FU INELEGGIBILE ANCHE MAZZINI

La giunta per le elezioni e le immunità del Senato dovrà affrontare la questione dell’ineleggibilità di Silvio Berlusconi, non è affatto chiaro né quando né come né con quale esito, pur ricordando sempre che la parola finale spetterà all’aula, con scrutinio segreto.
Non è la prima volta che un personaggio di primo piano si trova ad affrontare un potenziale divieto di entrare in Parlamento. Nell’Ottocento capitò addirittura a due padri della patria: Giuseppe Garibaldi e Giuseppe Mazzini.
Garibaldi fu eletto alla Camera più volte (tre legislature nel Regno Sardo e sei nel Regno d’Italia) e in più collegi, senza problemi. La prima volta, nel 1848, fu designato dagli elettori del collegio genovese di Cicagna con 18 voti su 18 votanti. In qualche legislatura risultò addirittura eletto in tre collegi contemporaneamente, anche se per anni il suo preferito rimase, fino alla morte, Roma I. L’elezione di Garibaldi fu invece contestata dall’Assemblea nazionale francese riunita a Bordeaux.

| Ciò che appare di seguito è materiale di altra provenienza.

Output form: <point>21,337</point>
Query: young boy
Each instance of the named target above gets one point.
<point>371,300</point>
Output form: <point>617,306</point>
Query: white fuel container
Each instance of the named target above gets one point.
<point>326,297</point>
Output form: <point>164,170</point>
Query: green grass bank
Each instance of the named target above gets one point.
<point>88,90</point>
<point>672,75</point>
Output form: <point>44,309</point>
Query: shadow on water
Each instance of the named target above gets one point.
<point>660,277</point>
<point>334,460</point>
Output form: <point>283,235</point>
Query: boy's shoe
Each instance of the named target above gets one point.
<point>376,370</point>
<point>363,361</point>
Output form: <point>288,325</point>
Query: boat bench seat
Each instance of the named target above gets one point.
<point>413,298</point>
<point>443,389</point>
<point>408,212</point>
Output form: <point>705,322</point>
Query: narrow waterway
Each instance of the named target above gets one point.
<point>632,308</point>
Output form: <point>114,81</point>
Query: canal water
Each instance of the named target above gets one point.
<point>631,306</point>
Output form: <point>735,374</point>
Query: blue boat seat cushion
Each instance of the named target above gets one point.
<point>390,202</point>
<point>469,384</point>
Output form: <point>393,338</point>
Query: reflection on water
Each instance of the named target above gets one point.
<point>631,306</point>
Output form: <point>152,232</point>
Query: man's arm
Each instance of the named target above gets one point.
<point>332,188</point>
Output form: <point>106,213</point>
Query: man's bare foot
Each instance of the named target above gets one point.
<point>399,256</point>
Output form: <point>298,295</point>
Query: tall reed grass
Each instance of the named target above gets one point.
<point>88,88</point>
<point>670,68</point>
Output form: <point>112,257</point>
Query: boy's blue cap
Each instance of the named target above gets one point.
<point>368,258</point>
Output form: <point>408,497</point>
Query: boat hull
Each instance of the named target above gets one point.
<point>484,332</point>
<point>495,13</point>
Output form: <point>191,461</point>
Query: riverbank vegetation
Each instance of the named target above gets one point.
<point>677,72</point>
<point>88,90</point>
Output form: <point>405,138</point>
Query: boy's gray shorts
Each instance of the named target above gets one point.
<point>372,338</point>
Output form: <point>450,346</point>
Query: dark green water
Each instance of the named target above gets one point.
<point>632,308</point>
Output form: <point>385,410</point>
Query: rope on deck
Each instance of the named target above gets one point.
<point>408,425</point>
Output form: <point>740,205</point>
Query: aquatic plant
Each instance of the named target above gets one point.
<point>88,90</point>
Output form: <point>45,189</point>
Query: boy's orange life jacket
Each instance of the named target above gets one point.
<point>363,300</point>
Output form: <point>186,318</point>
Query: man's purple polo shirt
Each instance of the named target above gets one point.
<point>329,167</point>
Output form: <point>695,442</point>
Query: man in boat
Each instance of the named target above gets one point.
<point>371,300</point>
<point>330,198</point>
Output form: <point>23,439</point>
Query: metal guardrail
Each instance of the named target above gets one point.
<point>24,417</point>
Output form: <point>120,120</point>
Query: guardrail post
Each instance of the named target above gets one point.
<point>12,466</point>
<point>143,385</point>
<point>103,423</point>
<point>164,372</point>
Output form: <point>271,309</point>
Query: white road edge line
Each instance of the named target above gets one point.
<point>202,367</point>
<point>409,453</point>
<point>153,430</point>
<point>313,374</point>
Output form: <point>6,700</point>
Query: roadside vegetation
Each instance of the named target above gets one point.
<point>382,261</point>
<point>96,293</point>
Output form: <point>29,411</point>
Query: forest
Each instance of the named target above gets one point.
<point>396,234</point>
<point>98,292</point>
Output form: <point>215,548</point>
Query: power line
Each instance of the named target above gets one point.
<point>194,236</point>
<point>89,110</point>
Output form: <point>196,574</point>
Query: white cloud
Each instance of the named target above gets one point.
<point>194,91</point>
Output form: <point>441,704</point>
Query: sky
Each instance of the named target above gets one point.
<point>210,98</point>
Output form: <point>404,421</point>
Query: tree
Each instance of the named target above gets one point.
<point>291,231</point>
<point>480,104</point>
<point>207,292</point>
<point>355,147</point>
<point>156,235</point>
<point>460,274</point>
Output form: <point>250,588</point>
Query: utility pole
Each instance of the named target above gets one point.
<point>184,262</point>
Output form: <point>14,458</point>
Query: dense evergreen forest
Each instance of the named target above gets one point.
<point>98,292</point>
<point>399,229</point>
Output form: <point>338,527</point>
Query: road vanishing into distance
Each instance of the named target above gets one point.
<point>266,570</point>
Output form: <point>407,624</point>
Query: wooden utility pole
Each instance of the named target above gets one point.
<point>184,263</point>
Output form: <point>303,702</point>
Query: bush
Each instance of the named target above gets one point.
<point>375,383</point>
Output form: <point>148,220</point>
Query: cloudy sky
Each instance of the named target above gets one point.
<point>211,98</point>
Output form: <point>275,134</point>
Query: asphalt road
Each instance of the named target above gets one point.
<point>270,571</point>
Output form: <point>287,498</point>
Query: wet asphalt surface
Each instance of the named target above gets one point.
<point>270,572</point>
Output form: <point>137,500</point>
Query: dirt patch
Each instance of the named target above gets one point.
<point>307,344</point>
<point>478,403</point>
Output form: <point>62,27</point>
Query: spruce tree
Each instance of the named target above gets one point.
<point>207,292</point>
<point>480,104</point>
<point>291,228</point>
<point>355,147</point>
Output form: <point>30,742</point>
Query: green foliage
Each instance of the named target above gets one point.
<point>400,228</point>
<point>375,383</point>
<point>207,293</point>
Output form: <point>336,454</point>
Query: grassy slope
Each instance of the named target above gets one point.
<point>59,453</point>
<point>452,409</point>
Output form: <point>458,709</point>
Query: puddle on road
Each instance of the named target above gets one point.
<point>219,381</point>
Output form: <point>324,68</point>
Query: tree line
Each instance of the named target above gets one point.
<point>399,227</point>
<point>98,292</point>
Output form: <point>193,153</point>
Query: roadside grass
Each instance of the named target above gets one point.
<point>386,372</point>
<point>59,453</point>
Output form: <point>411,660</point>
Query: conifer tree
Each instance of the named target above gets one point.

Era il 1871. Il generale aveva riportato, a Digione, una vittoria a favore dei francesi nel corso dell’infausta guerra con la Prussia: riportò l’unica bandiera strappata al nemico nel corso dell’intero conflitto. Per esprimergli la riconoscenza nazionale, gli elettori di ben tre collegi lo elessero deputato. Tuttavia la sua elezione fu subito contestata, e oggettivamente su un presupposto giuridico fondato: gli mancava l’elettorato attivo, perché non era cittadino francese. Garibaldi non la prese proprio con molto favore: ai clamori sollevati dall’ala destra, abbandonò irato l’aula parlamentare, trovando solidarietà in Victor Hugo, che per protesta si dimise da deputato.
Anche a Mazzini non andò in maniera lineare. Gli elettori del collegio di Messina I votarono per la sua elezione a deputato, nel febbraio 1866. Il politico repubblicano viveva a Londra, con una condanna a morte emessa per i falliti moti genovesi del 1857. Nonostante la posizione favorevole alla sua eleggibilità espressa da non pochi nomi illustri della Sinistra storica (da Zanardelli a Crispi), la camera votò a larga maggioranza contro la convalida. I messinesi, elettori tignosi, rielessero Mazzini in maggio. Di nuovo, stavolta per un soffio, la Camera ne annullò l’elezione.
Passarono alcuni mesi e gli elettori del collegio di Messina I (sempre vacante per la mancata convalida di Mazzini) tornarono, all’evidenza ben persuasi, a votare per l’«Apostolo». A dire il vero il numero dei suffragi discese, dai 476 della prima elezione, ai 329 della seconda, ai 281 dell’ultima. La camera si rassegnò a rispettare la volontà degli elettori, anche per un’intervenuta amnistia (altro argomento di attualità). Mazzini, convalidato, ovviamente non mise mai piede a palazzo Vecchio (la camera aveva allora lì sede, in Firenze capitale), rifiutando anche soltanto l’ipotesi di prestare giuramento alla monarchia, obbligatorio per sedere in parlamento.